A Father-of-the-Bride Toast Stirs Memories

By John Ficarra | March 25th, 2025

From the first parent-teacher conference to her career


A young student walks out of school holding her dad's hand. By Volodymyr Tverdokhlib. Essay on a man preparing for the father-of-the-bride toast and remembering his daughter's first parent-teacher conference

As John Ficarra prepares to give the father-of-the-bride toast, he recalls his daughter’s first parent-teacher conference. He continues to “kvell” over his little girl, and his story can stir memories for other parents, too.


The parent-teacher conference for my daughter’s kindergarten class exceeded my wildest expectations.

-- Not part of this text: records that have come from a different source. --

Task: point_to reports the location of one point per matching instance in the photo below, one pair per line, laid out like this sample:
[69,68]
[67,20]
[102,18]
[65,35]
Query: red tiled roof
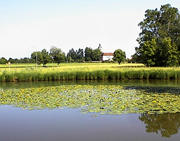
[108,54]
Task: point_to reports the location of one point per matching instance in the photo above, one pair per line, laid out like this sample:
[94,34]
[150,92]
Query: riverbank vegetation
[88,71]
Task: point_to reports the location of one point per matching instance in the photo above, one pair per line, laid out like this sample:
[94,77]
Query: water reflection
[164,124]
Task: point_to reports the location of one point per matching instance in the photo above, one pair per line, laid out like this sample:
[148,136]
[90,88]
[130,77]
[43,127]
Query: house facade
[107,56]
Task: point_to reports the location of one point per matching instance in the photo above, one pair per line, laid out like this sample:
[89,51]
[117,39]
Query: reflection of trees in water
[165,124]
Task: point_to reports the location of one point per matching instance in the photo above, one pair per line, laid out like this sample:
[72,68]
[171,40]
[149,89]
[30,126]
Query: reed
[84,71]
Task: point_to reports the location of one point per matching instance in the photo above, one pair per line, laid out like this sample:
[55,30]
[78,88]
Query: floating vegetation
[164,124]
[103,99]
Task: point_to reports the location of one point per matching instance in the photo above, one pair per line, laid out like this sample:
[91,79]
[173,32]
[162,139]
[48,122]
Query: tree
[80,55]
[159,40]
[96,55]
[3,60]
[119,56]
[45,57]
[57,55]
[72,56]
[37,57]
[88,54]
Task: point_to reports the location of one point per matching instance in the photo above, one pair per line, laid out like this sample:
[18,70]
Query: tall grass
[73,72]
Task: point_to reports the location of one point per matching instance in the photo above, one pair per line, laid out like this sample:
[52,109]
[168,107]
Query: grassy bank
[85,71]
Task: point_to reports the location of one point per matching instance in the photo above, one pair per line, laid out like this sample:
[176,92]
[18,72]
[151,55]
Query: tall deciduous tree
[57,55]
[119,56]
[3,60]
[159,40]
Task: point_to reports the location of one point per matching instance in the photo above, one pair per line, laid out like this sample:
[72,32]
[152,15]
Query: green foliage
[57,55]
[88,54]
[119,56]
[93,55]
[3,60]
[159,40]
[85,71]
[37,57]
[164,124]
[104,99]
[75,56]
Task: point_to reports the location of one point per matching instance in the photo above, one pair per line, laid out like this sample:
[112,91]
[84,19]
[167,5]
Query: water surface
[76,116]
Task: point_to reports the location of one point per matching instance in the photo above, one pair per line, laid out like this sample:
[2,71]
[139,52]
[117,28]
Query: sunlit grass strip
[86,73]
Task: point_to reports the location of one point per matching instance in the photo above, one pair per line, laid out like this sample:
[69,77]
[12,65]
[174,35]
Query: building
[107,56]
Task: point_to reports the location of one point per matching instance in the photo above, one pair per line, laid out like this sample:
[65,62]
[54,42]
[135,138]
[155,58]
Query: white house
[107,56]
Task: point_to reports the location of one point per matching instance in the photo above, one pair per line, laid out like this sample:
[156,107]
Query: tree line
[56,55]
[159,39]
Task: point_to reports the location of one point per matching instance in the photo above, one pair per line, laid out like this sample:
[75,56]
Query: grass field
[85,71]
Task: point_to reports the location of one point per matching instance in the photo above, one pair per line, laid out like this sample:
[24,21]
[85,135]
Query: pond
[90,111]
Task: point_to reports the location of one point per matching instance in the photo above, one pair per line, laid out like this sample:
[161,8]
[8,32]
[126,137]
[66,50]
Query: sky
[27,26]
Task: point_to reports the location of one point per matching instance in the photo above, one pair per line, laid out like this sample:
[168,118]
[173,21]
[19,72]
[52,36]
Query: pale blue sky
[26,26]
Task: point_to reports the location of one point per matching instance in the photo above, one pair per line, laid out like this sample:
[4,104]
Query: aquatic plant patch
[103,99]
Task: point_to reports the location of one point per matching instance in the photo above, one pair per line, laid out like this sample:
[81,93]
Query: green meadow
[85,71]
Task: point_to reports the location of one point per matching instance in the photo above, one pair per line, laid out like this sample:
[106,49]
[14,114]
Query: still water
[96,116]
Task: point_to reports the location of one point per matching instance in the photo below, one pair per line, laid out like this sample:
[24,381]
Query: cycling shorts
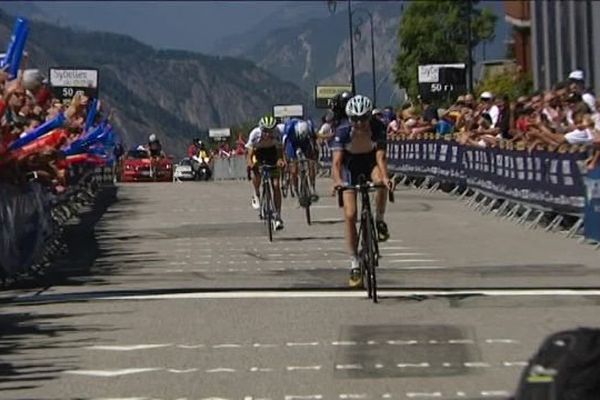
[292,147]
[355,165]
[266,156]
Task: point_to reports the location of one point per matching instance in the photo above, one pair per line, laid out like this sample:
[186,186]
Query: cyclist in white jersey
[264,148]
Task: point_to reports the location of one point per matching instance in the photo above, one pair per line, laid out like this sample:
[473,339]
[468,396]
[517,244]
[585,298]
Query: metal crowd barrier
[229,168]
[32,220]
[509,180]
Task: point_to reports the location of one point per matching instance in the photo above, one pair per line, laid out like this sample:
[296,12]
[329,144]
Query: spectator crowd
[42,137]
[567,114]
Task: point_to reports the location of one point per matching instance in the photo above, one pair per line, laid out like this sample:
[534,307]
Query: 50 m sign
[67,82]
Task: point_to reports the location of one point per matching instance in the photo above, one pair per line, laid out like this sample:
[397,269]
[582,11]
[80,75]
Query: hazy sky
[192,25]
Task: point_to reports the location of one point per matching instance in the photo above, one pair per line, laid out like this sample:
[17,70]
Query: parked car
[138,166]
[183,170]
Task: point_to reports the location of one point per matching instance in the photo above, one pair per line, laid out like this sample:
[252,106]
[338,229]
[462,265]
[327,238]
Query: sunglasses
[355,118]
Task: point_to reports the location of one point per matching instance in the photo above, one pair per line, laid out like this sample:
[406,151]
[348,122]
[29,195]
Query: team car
[183,170]
[138,166]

The teacher, Mrs. Pincar, said M.E. was attentive, respectful and participated in class. But it’s what she told me towards the end of the conference that sent me home kvelling.

A few weeks prior, after writing something on the blackboard, Mrs. Pincar turned to see M.E.’s little hand raised high. Normally, she said, when a student raised their hand in such a situation, it was either to ask permission to use the bathroom or announce they had gotten a new toy. But not this time.

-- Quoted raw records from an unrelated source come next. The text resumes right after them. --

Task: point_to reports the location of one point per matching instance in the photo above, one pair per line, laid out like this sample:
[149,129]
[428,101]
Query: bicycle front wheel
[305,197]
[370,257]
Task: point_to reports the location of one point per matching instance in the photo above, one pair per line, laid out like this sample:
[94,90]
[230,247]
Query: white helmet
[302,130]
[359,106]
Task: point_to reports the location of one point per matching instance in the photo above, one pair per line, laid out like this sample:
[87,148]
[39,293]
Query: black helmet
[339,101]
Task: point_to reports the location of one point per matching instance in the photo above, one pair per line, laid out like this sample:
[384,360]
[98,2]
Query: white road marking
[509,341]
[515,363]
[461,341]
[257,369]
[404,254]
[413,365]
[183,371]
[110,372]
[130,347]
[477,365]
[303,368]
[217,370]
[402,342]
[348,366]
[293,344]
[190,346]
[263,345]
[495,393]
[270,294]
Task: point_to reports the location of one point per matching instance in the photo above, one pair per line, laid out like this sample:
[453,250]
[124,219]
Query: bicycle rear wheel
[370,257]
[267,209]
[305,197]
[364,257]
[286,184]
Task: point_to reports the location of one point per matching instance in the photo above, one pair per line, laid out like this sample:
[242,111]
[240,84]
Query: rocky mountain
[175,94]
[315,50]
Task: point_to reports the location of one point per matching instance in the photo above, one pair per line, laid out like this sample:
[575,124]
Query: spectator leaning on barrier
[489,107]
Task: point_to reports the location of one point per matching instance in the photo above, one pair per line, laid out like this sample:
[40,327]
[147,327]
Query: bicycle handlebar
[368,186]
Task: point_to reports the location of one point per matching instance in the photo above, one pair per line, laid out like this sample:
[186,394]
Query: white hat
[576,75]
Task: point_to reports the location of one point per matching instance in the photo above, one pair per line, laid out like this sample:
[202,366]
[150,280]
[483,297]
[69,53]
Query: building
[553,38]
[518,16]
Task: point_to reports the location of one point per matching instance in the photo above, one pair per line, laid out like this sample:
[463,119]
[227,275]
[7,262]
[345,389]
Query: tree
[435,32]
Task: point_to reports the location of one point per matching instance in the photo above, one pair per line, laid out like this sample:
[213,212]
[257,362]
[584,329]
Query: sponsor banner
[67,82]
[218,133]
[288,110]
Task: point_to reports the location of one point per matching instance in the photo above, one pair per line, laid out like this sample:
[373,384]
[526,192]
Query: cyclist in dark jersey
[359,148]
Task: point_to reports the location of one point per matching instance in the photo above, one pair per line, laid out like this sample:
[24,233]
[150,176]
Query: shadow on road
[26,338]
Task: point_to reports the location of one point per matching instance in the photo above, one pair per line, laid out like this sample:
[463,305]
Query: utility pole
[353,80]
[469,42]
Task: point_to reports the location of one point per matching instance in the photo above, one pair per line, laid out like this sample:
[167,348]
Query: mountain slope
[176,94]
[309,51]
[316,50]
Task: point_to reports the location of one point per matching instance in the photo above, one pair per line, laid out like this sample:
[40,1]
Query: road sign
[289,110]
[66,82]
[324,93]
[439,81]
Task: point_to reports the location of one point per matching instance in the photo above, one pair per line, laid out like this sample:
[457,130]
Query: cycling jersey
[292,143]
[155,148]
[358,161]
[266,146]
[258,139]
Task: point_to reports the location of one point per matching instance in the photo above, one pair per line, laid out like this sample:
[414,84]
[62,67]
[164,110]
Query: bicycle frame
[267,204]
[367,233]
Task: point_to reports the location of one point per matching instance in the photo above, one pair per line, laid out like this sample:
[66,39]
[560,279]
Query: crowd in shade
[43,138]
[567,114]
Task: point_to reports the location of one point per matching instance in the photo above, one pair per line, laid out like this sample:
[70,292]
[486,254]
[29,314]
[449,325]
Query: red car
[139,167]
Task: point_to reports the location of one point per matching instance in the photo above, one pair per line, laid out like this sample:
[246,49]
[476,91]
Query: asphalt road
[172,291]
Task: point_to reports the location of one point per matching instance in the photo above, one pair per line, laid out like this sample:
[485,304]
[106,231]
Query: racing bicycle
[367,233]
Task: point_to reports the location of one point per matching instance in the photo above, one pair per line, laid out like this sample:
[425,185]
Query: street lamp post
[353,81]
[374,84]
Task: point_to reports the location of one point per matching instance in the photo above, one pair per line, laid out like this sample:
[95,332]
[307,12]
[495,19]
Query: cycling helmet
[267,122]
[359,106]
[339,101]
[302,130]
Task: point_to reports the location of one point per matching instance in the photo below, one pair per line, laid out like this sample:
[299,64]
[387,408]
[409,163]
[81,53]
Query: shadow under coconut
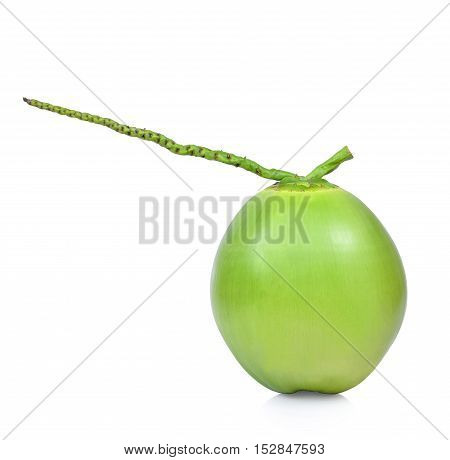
[307,404]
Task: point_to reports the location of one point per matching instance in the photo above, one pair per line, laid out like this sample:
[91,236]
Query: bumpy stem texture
[163,141]
[197,151]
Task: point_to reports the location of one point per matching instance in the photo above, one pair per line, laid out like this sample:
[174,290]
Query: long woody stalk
[196,150]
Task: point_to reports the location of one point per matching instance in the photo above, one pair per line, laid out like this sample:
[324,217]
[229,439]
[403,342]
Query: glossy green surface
[313,314]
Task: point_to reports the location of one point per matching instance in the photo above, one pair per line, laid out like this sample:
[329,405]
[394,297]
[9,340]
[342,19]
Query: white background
[256,78]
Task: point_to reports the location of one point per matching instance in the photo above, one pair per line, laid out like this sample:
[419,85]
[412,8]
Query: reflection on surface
[308,405]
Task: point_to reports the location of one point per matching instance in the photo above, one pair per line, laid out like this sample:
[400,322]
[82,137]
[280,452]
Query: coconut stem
[196,150]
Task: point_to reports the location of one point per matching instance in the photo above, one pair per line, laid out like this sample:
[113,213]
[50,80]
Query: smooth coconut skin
[311,307]
[316,314]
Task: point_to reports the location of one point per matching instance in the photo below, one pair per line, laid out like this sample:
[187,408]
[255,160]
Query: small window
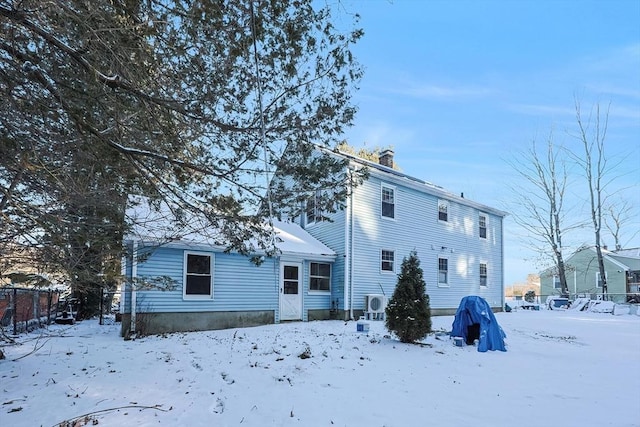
[387,258]
[313,211]
[198,280]
[443,210]
[483,274]
[443,271]
[482,222]
[388,202]
[599,279]
[319,276]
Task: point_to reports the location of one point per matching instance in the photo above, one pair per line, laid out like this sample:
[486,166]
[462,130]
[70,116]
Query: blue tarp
[474,310]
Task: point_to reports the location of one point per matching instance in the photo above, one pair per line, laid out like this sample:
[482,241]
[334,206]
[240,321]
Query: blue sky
[459,87]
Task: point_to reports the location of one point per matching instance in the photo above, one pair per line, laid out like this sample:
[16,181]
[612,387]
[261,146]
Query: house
[190,283]
[458,241]
[344,267]
[622,269]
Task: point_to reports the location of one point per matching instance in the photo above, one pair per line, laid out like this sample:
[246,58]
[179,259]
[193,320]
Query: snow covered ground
[562,368]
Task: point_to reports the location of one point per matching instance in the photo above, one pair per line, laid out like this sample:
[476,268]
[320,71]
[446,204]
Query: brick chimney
[386,158]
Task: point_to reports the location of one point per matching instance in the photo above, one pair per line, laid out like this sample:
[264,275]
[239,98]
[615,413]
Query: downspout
[502,291]
[351,243]
[347,244]
[134,275]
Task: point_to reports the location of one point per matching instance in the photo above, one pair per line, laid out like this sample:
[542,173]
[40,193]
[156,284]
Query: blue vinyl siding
[313,300]
[416,226]
[332,234]
[238,283]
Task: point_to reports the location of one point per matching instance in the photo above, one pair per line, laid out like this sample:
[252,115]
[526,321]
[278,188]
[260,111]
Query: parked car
[557,302]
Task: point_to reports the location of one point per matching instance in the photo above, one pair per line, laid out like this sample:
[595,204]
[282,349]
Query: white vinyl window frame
[444,278]
[484,275]
[483,225]
[318,279]
[599,280]
[194,273]
[443,210]
[387,261]
[388,199]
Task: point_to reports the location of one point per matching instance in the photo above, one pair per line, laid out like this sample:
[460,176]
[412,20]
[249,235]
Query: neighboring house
[191,284]
[622,269]
[459,242]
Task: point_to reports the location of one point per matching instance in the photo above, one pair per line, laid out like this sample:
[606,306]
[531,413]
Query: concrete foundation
[157,323]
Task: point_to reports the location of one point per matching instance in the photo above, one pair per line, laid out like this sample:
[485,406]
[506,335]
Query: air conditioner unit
[375,306]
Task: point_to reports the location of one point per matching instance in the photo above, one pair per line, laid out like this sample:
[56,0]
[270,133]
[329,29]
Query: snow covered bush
[408,314]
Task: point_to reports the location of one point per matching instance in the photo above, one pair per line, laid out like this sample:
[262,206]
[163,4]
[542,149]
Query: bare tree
[618,215]
[541,209]
[592,133]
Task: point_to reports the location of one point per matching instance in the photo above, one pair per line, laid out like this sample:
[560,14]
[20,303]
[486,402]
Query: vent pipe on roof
[386,158]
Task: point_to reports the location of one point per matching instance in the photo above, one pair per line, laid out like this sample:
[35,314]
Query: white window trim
[486,266]
[319,291]
[393,270]
[185,296]
[606,275]
[486,226]
[443,202]
[395,201]
[448,283]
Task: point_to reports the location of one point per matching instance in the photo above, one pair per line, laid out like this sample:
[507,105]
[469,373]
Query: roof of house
[162,225]
[626,259]
[416,183]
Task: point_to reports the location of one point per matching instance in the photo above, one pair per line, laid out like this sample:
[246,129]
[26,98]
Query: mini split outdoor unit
[375,306]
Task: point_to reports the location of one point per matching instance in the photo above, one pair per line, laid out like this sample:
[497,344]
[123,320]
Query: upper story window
[313,210]
[443,271]
[319,276]
[198,277]
[483,274]
[388,202]
[599,279]
[482,224]
[443,210]
[387,259]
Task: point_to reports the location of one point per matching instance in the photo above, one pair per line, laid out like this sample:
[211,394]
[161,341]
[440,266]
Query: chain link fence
[22,309]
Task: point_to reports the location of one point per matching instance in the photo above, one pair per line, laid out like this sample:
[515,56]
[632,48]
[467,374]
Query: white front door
[290,291]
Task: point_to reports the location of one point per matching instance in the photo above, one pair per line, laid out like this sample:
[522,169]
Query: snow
[564,368]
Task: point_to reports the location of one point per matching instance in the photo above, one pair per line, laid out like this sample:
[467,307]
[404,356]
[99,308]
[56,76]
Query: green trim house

It seems Mrs. Pincar had just written “mom” on the blackboard, and M.E. was raising her hand to tell her teacher that the word mom was a palindrome. (A word that reads the same backward or forward.) I was delighted but not surprised.

As a humor writer and lover of words, when I became a father, I made the conscious decision to expose my daughter to as many fun, silly or odd words and phrases as possible, to treat them much the same as toys – things that are to be played with for our amusement.

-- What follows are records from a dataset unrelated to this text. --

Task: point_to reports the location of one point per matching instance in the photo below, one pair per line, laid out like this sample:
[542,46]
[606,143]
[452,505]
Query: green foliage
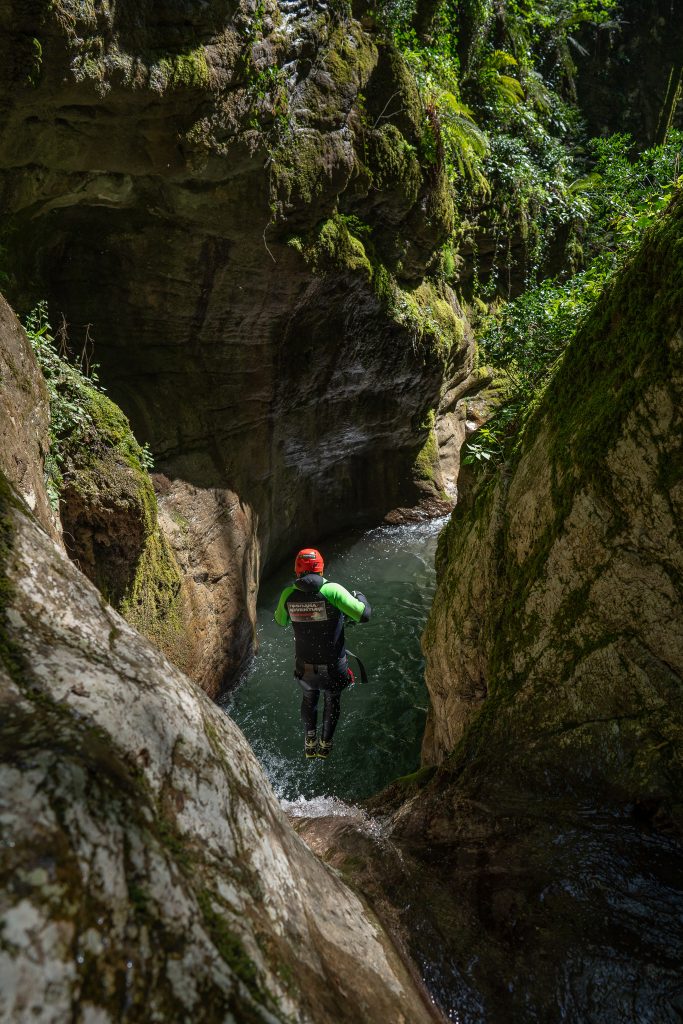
[78,407]
[525,338]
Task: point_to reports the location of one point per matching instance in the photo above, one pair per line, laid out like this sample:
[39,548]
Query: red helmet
[308,560]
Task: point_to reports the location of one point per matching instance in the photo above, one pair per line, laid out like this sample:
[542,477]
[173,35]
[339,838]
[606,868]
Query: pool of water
[381,725]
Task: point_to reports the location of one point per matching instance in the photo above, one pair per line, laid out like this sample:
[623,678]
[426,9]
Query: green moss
[393,162]
[417,778]
[428,315]
[188,71]
[426,462]
[626,348]
[332,247]
[153,603]
[227,943]
[10,657]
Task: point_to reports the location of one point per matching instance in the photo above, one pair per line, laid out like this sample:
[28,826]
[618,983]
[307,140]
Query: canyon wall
[532,865]
[236,206]
[146,869]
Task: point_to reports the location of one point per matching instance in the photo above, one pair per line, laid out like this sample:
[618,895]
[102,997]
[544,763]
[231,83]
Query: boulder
[146,870]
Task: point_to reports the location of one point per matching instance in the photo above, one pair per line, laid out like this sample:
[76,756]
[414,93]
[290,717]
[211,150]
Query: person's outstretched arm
[356,608]
[282,614]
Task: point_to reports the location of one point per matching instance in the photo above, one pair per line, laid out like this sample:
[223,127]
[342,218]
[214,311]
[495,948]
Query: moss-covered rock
[154,173]
[540,848]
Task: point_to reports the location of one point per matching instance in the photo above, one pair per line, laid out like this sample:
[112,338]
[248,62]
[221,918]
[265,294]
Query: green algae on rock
[147,861]
[540,846]
[154,176]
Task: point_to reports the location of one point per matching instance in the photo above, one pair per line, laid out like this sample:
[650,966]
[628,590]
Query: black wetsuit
[315,608]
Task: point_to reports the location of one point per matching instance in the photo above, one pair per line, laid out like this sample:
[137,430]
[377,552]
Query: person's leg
[309,708]
[331,713]
[338,678]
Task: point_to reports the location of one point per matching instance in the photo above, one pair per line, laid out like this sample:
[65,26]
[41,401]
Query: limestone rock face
[146,870]
[534,863]
[233,200]
[24,419]
[558,590]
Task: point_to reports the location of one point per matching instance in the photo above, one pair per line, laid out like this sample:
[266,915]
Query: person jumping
[316,608]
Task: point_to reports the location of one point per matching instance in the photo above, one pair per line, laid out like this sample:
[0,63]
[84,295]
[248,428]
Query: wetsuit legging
[332,679]
[316,609]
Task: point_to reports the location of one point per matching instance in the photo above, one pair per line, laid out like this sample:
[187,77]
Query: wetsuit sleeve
[282,614]
[340,597]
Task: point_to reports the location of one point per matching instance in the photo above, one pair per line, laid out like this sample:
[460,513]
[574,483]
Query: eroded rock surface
[535,872]
[146,870]
[24,419]
[237,201]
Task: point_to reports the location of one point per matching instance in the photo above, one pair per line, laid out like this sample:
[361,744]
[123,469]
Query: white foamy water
[380,730]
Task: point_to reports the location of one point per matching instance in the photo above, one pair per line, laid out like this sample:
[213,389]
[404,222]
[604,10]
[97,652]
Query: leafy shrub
[526,337]
[75,408]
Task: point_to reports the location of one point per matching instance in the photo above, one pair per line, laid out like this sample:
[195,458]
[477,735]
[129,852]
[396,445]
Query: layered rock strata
[146,870]
[532,866]
[237,204]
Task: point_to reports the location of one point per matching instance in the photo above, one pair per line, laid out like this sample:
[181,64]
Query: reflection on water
[381,725]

By age five, M.E. didn’t ask for a drink, she asked for a “libation.” She wasn’t hungry, she was “feeling peckish.” A toy wasn’t broken, there was “a malfunction in the apparatus.”

In our conversations, puns, made-up words, malapropisms and absurd alliterations became the norm. When reading books, especially ones that we had read dozens of times and we both knew by heart, I would use the occasion to slip in an oddball phrase or two for the actual words on the page, just to keep it interesting for both of us. Dr. Seuss and Shel Silverstein, two masters of wordplay, were our heroes.  Often, we had to put down one of their books just to laugh or to get a glass of water to quell a case of the hiccups.

Today, M.E. works as a writer for a well-known speech writing firm. Her essays have appeared in major national publications and her speeches have garnered millions of hits across the social network platforms.

Because of client confidentiality, she cannot reveal the names of any individuals or corporations she works for or allow me to read anything she has written for them. But last time we were together, she did let me sneak me a peek at a nifty word-play she had worked into a major speech she had recently finished. Just like at that parents-teacher conference 25 years ago, I kvelled.

I’ve been thinking about this and more lately, a bit melancholy, a bit misty, as I work on the father-of-the-bride toast I will soon be called upon to deliver.

Did the grammatical shenanigans of Seuss, Silverstein and others that I subjected my daughter to contribute to the success she enjoys today? I like to think so, but there’s no way of knowing for sure. Some people are just born natural writers and I believe that is the case with M.E.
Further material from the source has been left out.